H. Electronic Transfer of Funds. You must sign an electronic transfer of funds authorization, attached as Appendix D, to authorize and direct your bank or financial institution to transfer electronically, on a monthly basis, directly to our account or our affiliates' and to charge to your account all amounts due to us or our affiliates. You must maintain a balance in your account sufficient to allow us and our affiliates to collect the amounts owed when due. You are responsible for any penalties, fines or other similar expenses associated with the transfer of funds described in this subparagraph.

I.        Computer System. We require you to use a laptop computer, which

we provide to you as part of the start-up kit, in the operation of your Business. You must use any computer system that we develop and/or select for your Business, including all future updates, supplements (including any intranet/extranet system we develop) and modifications (the "computer system"). The computer software package developed for use as part of the computer system includes our proprietary business management software. The software will track local billings, current advertising clients, the Venues secured and number of display boards installed, and the types of advertisements posted.
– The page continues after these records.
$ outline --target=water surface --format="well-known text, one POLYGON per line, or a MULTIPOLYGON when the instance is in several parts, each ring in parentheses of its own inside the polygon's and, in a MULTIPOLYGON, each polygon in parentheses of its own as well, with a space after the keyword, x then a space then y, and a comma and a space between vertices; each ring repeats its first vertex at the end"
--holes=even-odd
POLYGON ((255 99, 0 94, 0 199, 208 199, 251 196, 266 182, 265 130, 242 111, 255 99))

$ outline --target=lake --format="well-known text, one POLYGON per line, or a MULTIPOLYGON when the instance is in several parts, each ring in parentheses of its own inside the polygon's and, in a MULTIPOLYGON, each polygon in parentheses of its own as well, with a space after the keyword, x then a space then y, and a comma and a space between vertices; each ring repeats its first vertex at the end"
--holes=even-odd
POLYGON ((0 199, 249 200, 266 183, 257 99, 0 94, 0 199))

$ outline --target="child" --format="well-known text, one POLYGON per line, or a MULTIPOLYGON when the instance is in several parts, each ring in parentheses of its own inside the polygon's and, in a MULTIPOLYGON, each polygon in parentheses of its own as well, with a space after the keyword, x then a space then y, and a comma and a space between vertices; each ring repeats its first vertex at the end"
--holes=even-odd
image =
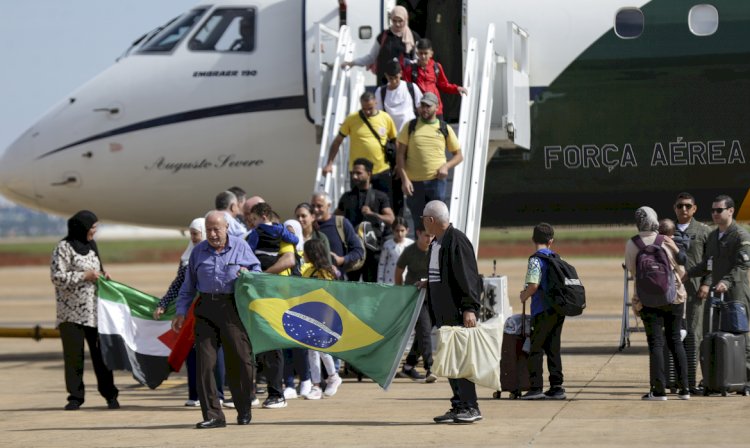
MULTIPOLYGON (((321 240, 307 240, 305 242, 305 264, 302 266, 302 276, 308 278, 318 278, 323 280, 336 280, 340 277, 339 272, 331 264, 331 259, 326 253, 325 244, 321 240)), ((332 397, 341 386, 341 377, 336 371, 333 356, 328 353, 322 353, 316 350, 307 351, 308 362, 310 364, 310 377, 312 378, 313 387, 310 393, 303 395, 308 400, 320 400, 323 395, 332 397), (320 361, 328 373, 326 379, 326 390, 320 389, 320 361)))
POLYGON ((551 225, 543 222, 534 227, 531 240, 536 246, 536 252, 529 257, 526 271, 526 287, 521 291, 521 302, 531 297, 531 351, 529 353, 529 391, 522 400, 564 400, 562 358, 560 356, 560 336, 565 316, 558 313, 545 299, 544 290, 547 286, 547 262, 536 254, 549 256, 553 254, 552 242, 555 231, 551 225), (542 353, 544 350, 544 353, 542 353), (549 370, 550 388, 542 393, 544 384, 543 355, 547 355, 547 370, 549 370))
MULTIPOLYGON (((395 231, 393 232, 396 233, 395 231)), ((396 284, 397 285, 415 285, 420 280, 427 278, 427 252, 432 242, 432 234, 428 233, 423 223, 417 225, 417 242, 404 249, 398 262, 396 263, 396 284), (404 271, 406 271, 406 281, 404 281, 404 271)), ((414 325, 414 342, 411 345, 409 354, 406 356, 404 367, 398 373, 401 378, 409 378, 417 382, 434 383, 437 376, 432 373, 432 321, 430 312, 427 308, 427 301, 422 303, 422 309, 419 311, 419 317, 414 325), (419 356, 422 356, 426 375, 423 376, 417 372, 416 366, 419 356)))
POLYGON ((445 77, 443 66, 432 59, 432 42, 429 39, 417 41, 417 63, 404 68, 404 80, 413 82, 422 93, 432 92, 438 97, 438 118, 443 118, 443 101, 440 92, 454 95, 466 95, 467 90, 459 85, 451 84, 445 77))
MULTIPOLYGON (((287 230, 282 224, 273 222, 274 212, 267 202, 255 204, 250 210, 249 224, 254 230, 246 237, 247 244, 260 261, 260 267, 265 272, 276 263, 279 258, 281 243, 289 243, 295 246, 299 238, 287 230)), ((292 248, 292 250, 294 250, 292 248)))
POLYGON ((401 80, 401 64, 390 61, 385 68, 388 83, 375 90, 378 109, 388 112, 401 131, 404 124, 416 118, 417 107, 422 100, 422 91, 414 83, 401 80))
POLYGON ((387 240, 383 244, 383 250, 380 252, 380 261, 378 262, 378 283, 392 285, 395 283, 396 262, 398 257, 404 251, 404 248, 414 243, 414 240, 407 238, 409 225, 406 220, 400 216, 396 217, 391 224, 393 239, 387 240))

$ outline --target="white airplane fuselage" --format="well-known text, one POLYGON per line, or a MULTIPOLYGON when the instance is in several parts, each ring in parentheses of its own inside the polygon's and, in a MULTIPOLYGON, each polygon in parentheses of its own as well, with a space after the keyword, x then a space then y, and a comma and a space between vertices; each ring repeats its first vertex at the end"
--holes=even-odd
MULTIPOLYGON (((692 5, 678 3, 455 1, 461 9, 454 18, 462 23, 464 52, 469 36, 483 41, 489 23, 501 25, 495 43, 499 49, 505 46, 508 21, 531 35, 530 85, 539 92, 531 96, 532 144, 518 160, 490 163, 484 213, 488 222, 537 221, 540 215, 535 210, 541 210, 545 202, 566 214, 541 215, 542 219, 620 221, 625 215, 610 213, 610 202, 623 204, 621 198, 629 191, 640 195, 632 198, 633 204, 653 197, 648 193, 660 187, 671 196, 677 193, 673 189, 692 185, 708 197, 724 187, 719 180, 733 179, 735 195, 746 191, 750 181, 744 174, 743 148, 750 147, 747 131, 738 124, 738 117, 717 116, 712 108, 718 107, 713 102, 730 102, 731 108, 740 110, 739 103, 748 92, 746 88, 737 91, 737 86, 747 83, 748 76, 712 58, 725 52, 748 54, 748 39, 728 39, 721 31, 744 29, 739 25, 748 23, 750 8, 736 0, 717 0, 719 11, 731 9, 733 16, 722 16, 726 21, 716 35, 697 38, 687 31, 687 11, 692 5), (645 12, 646 28, 638 39, 612 39, 615 15, 625 7, 645 12), (630 60, 637 70, 630 70, 630 60), (679 64, 686 68, 675 68, 679 64), (673 87, 679 92, 675 98, 685 97, 677 89, 689 86, 679 82, 683 73, 693 70, 705 73, 696 79, 712 83, 707 84, 709 89, 696 90, 691 99, 696 111, 705 109, 706 116, 665 122, 658 107, 675 101, 669 96, 673 87), (727 76, 735 84, 719 84, 727 76), (711 90, 714 86, 717 90, 711 90), (735 92, 736 98, 731 99, 735 92), (691 183, 699 179, 692 171, 698 167, 692 163, 680 166, 681 159, 676 158, 677 163, 662 166, 654 159, 654 142, 668 146, 683 137, 703 144, 700 154, 704 155, 694 154, 695 165, 708 160, 705 154, 710 151, 705 148, 712 141, 723 142, 721 158, 716 159, 723 162, 712 166, 715 184, 691 183), (638 144, 639 139, 643 144, 638 144), (577 154, 590 157, 585 163, 576 164, 573 159, 568 163, 577 154), (615 156, 618 167, 602 166, 615 156), (529 182, 540 170, 554 181, 529 182), (639 176, 658 179, 662 185, 646 187, 639 176), (544 201, 532 203, 539 197, 544 201), (524 203, 512 204, 514 198, 524 203), (498 207, 493 200, 509 208, 498 207), (579 209, 599 212, 587 216, 579 214, 579 209)), ((108 221, 167 227, 184 227, 203 215, 212 208, 216 194, 233 185, 249 195, 263 196, 282 216, 291 215, 296 204, 309 200, 319 147, 309 119, 306 78, 315 49, 307 48, 306 38, 314 22, 338 27, 337 2, 226 0, 196 8, 206 10, 172 50, 148 53, 142 51, 143 46, 134 48, 24 132, 0 160, 0 192, 21 204, 61 215, 91 209, 108 221), (254 11, 252 51, 197 51, 191 46, 201 37, 200 30, 214 26, 210 20, 221 8, 254 11)), ((367 53, 383 29, 384 9, 381 2, 348 2, 356 55, 367 53), (360 31, 367 26, 372 35, 363 37, 360 31)), ((741 201, 744 196, 735 199, 741 201)), ((750 217, 750 211, 747 214, 750 217)))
You must license the proprietary software from us, which software will remain our confidential property, and enter into our standard form of Software License Agreement, a copy of which is attached as Appendix E. Any default of the Software License Agreement is a default under this Agreement. We reserve the right to assign our rights, title and interest in the proprietary software or the Software License Agreement to a third party mat we designate. In such event, you may be required to enter into a separate computer software license agreement specified by the third party supplier of the proprietary software. All right, title and interest in the software will remain with the licensor of the software. You also must pay a software support fee in connection with your use of the proprietary software as further described in Subparagraph 8.E of this Agreement.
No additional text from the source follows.